Setting anything to automatic has its good points and its bad ones. A 2006 law designed to increaseretirement savings allowed companies to auto-enroll employees in 401(k) plans. The Wall Street Journal concludes the law undercuts retirement savings. In contrast,Time magazine suggests, on balance, the law and resulting changes did more good than harm. The debate continues. In the meantime, here's a practical list of five pros and five cons of 401(k) auto-enrollment:
The Upsides of Auto-Enrollment
More takers: Approximately 57% of sizable companies now use auto-enroll and report participation rates above 85%. (Source; Aon Hewitt)
Net savings gain: Changes have promoted and increased overall retirement savings. (Source: ICI)
Automatic escalation: Some plans allow you to automatically increase the contribution amount each year.
Catch-up contributions: If you are 50 or older, you may eligible to contribute additional pre-tax savings. Calculate here.
Something is better than nothing: Millions of people might not have saved a cent if they had had to proactively opt in.
The Downsides of Auto-Enrollment
Low balling: An analysis done for the WSJ reportedly indicates an estimated 40% of new workers would have picked a savings rate higher than they were assigned. If you've been automatically putting away less than you would have consciously decided, it can be hard to make up the difference.
Opting out: On the flip side, if the assigned rate is too high, the propensity to opt out may altogether increases.
Cost-cutting: Lower default rates may be a function of company cost-cutting for companies that match contributions. While the employers save, the employees save less.
Complacency: Auto-enrollment prompts some people to think things are "all taken care of," but is not the same thing as having a comprehensive retirement plan and goals as explained in this US News Case Against 401(k) Auto Enrollment.
Less is worse than more: Multiple 401(k) plan administrators -- Aon Hewitt (AON), Vanguard Group (VTI), Fidelity Investments, etc. -- report average contribution rates have declined since the introduction of auto-enroll.
In reflecting on years of human resources experience, longtime HR executive, Dave Harmon, explains, "Inertia and education are two very big factors with auto enrollment." He is a huge proponent, but thinks related programs need to include ongoing education for millennials and under-forty employees, adding "Companies have a responsibility to assist with education and they should step up and increase matched amounts, as the days of defined pension plans are over."

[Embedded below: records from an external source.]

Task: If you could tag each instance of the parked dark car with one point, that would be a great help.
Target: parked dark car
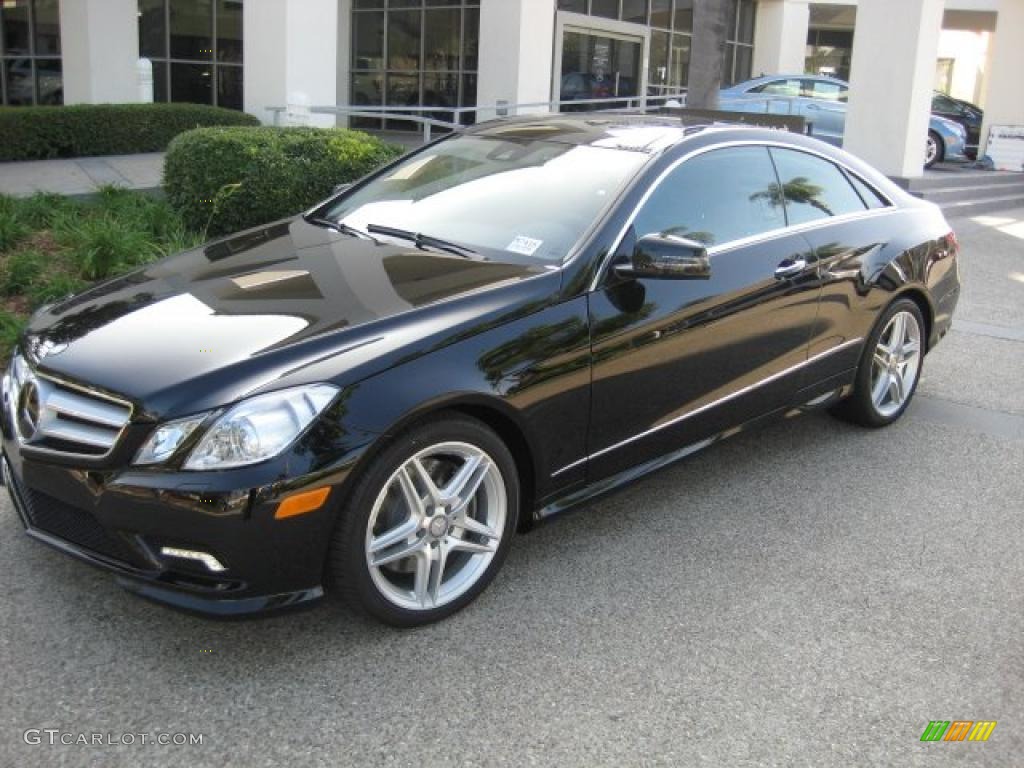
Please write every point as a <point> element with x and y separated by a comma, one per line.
<point>968,115</point>
<point>821,101</point>
<point>376,395</point>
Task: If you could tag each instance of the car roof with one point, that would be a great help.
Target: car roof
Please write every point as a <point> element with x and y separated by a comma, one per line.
<point>646,133</point>
<point>769,78</point>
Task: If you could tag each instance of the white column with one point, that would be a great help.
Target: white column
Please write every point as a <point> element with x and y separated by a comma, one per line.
<point>99,44</point>
<point>892,76</point>
<point>516,52</point>
<point>291,55</point>
<point>1005,97</point>
<point>780,37</point>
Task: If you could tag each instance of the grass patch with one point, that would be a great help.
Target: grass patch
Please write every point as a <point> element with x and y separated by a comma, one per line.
<point>51,247</point>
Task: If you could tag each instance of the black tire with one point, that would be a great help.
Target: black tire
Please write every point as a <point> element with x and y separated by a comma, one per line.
<point>349,571</point>
<point>940,150</point>
<point>859,408</point>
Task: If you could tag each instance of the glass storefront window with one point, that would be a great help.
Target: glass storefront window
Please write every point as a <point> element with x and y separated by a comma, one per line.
<point>14,15</point>
<point>414,53</point>
<point>196,47</point>
<point>192,29</point>
<point>440,39</point>
<point>47,24</point>
<point>229,31</point>
<point>669,61</point>
<point>31,70</point>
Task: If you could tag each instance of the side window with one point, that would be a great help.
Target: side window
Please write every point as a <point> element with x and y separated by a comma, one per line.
<point>867,194</point>
<point>778,88</point>
<point>813,188</point>
<point>823,90</point>
<point>716,198</point>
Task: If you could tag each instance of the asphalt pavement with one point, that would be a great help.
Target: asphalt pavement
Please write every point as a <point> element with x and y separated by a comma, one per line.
<point>811,594</point>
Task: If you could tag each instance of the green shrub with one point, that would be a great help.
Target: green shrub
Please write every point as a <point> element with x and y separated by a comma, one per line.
<point>225,179</point>
<point>39,211</point>
<point>10,329</point>
<point>12,229</point>
<point>80,130</point>
<point>101,246</point>
<point>53,286</point>
<point>19,271</point>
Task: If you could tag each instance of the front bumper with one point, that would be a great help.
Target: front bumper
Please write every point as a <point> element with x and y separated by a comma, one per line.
<point>120,521</point>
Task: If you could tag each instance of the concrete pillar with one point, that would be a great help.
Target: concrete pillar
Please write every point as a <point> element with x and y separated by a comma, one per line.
<point>780,37</point>
<point>516,53</point>
<point>1005,96</point>
<point>891,81</point>
<point>99,44</point>
<point>291,55</point>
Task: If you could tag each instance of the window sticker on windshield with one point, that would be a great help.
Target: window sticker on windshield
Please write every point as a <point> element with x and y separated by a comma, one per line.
<point>523,245</point>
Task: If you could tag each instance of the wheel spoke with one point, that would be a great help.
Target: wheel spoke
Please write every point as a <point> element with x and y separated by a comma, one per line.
<point>473,525</point>
<point>462,488</point>
<point>411,495</point>
<point>428,482</point>
<point>463,545</point>
<point>398,534</point>
<point>896,388</point>
<point>430,574</point>
<point>396,552</point>
<point>881,387</point>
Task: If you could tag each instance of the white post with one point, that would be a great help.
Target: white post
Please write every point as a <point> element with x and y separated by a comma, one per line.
<point>143,72</point>
<point>1005,94</point>
<point>780,37</point>
<point>516,53</point>
<point>99,45</point>
<point>891,81</point>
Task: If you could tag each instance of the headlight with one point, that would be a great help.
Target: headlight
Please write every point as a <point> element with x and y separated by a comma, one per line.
<point>260,427</point>
<point>166,439</point>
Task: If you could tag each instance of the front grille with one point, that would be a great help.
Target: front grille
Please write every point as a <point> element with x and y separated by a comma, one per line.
<point>73,524</point>
<point>52,415</point>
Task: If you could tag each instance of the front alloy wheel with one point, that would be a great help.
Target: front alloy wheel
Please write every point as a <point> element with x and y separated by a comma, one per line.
<point>889,369</point>
<point>429,523</point>
<point>895,365</point>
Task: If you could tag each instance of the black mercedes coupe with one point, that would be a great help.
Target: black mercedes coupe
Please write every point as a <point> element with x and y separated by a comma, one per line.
<point>373,397</point>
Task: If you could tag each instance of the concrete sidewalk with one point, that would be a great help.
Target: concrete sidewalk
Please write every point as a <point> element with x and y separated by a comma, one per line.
<point>82,176</point>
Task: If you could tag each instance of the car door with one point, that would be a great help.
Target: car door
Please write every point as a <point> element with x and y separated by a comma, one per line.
<point>676,361</point>
<point>824,108</point>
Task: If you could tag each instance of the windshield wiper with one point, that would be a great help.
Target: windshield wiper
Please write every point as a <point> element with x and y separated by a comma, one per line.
<point>338,226</point>
<point>424,241</point>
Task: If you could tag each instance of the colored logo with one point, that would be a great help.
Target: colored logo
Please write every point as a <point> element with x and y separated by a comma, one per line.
<point>958,730</point>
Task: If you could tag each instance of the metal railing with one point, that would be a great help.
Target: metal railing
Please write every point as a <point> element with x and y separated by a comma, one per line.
<point>418,115</point>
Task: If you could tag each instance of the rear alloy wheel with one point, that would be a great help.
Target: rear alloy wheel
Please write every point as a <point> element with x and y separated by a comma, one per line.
<point>429,524</point>
<point>890,368</point>
<point>934,150</point>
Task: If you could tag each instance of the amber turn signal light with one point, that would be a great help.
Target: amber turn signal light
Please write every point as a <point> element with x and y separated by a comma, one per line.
<point>302,503</point>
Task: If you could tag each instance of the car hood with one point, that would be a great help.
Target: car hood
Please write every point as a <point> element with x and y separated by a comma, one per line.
<point>252,311</point>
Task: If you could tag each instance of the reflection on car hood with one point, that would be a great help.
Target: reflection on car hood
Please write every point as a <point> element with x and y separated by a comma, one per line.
<point>244,311</point>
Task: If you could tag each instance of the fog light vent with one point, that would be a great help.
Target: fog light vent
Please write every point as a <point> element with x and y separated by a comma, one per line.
<point>211,562</point>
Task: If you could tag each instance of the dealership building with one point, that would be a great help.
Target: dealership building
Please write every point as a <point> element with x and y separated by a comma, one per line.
<point>257,54</point>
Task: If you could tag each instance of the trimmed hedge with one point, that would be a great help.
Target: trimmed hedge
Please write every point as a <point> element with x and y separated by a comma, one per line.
<point>83,130</point>
<point>224,179</point>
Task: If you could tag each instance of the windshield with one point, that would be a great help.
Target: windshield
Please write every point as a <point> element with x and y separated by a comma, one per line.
<point>531,199</point>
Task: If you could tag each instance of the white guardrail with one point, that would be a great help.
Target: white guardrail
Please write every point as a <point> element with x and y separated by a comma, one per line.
<point>418,115</point>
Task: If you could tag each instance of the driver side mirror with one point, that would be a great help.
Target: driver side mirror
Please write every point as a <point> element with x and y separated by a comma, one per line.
<point>667,257</point>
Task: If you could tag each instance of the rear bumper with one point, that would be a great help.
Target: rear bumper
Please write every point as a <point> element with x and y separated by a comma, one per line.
<point>122,526</point>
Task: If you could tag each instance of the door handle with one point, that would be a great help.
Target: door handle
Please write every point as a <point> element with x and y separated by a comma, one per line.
<point>790,267</point>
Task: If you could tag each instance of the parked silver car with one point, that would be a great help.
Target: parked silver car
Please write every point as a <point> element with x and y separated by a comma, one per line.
<point>821,101</point>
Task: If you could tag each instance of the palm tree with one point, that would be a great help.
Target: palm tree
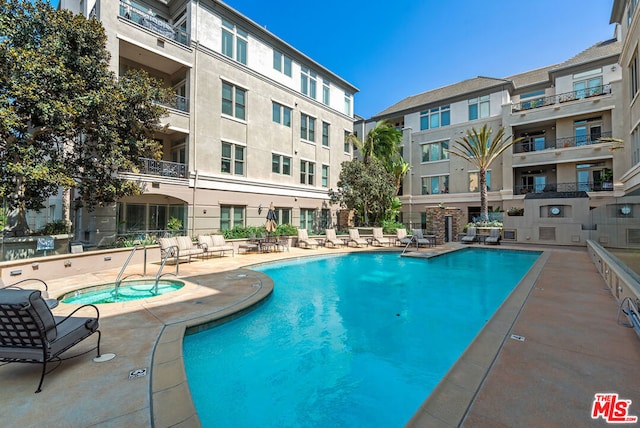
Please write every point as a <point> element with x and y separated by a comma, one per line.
<point>479,149</point>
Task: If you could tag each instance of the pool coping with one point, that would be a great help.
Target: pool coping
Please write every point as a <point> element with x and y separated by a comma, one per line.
<point>450,401</point>
<point>171,404</point>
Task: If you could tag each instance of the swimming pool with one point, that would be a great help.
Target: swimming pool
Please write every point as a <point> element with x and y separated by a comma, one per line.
<point>352,340</point>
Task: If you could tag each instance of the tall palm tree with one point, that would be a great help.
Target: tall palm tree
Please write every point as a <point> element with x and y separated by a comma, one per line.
<point>480,149</point>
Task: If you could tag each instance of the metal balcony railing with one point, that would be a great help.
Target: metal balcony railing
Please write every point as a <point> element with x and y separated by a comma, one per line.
<point>582,186</point>
<point>561,98</point>
<point>530,145</point>
<point>153,23</point>
<point>163,168</point>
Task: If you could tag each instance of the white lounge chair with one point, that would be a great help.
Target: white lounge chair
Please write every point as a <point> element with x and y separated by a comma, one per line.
<point>379,238</point>
<point>354,236</point>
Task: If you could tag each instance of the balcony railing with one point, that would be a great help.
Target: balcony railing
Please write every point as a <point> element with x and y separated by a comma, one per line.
<point>163,168</point>
<point>582,186</point>
<point>153,23</point>
<point>561,98</point>
<point>531,145</point>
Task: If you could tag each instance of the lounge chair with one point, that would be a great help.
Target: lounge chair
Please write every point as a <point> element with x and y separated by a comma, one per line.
<point>29,333</point>
<point>332,239</point>
<point>470,237</point>
<point>419,238</point>
<point>304,241</point>
<point>493,238</point>
<point>378,237</point>
<point>214,244</point>
<point>354,236</point>
<point>401,237</point>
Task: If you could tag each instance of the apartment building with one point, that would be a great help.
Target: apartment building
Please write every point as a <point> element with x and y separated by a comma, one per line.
<point>255,121</point>
<point>566,115</point>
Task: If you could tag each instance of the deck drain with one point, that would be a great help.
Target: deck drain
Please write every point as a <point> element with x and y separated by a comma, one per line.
<point>137,373</point>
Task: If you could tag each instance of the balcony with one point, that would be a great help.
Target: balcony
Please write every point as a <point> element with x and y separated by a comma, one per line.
<point>163,168</point>
<point>153,23</point>
<point>530,145</point>
<point>561,98</point>
<point>583,186</point>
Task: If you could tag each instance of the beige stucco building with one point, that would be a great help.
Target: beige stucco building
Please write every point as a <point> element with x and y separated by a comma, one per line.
<point>255,121</point>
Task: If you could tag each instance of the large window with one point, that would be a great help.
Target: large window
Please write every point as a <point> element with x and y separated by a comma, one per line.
<point>282,63</point>
<point>435,185</point>
<point>307,127</point>
<point>233,101</point>
<point>231,216</point>
<point>325,134</point>
<point>325,175</point>
<point>435,117</point>
<point>280,164</point>
<point>435,151</point>
<point>474,181</point>
<point>232,159</point>
<point>306,218</point>
<point>479,107</point>
<point>308,82</point>
<point>281,114</point>
<point>234,42</point>
<point>307,172</point>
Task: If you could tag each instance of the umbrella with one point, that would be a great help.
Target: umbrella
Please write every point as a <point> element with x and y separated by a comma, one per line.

From an employee perspective, Laura Lee Wren from Pocono Lake, Pa., summed up our 401 (k) mixed emotions well. "I occasionally regret signing up for the maximum allowed -- roughly every payday -- but am hoping someday I'll look back and say it was worth it."
CORRECTION: DailyFinance.com erroneously attributed data to The Employee Benefit Research Institute in the initial version of this story. The references have since been pulled and their latest comments on the auto-enrollment topic are available here.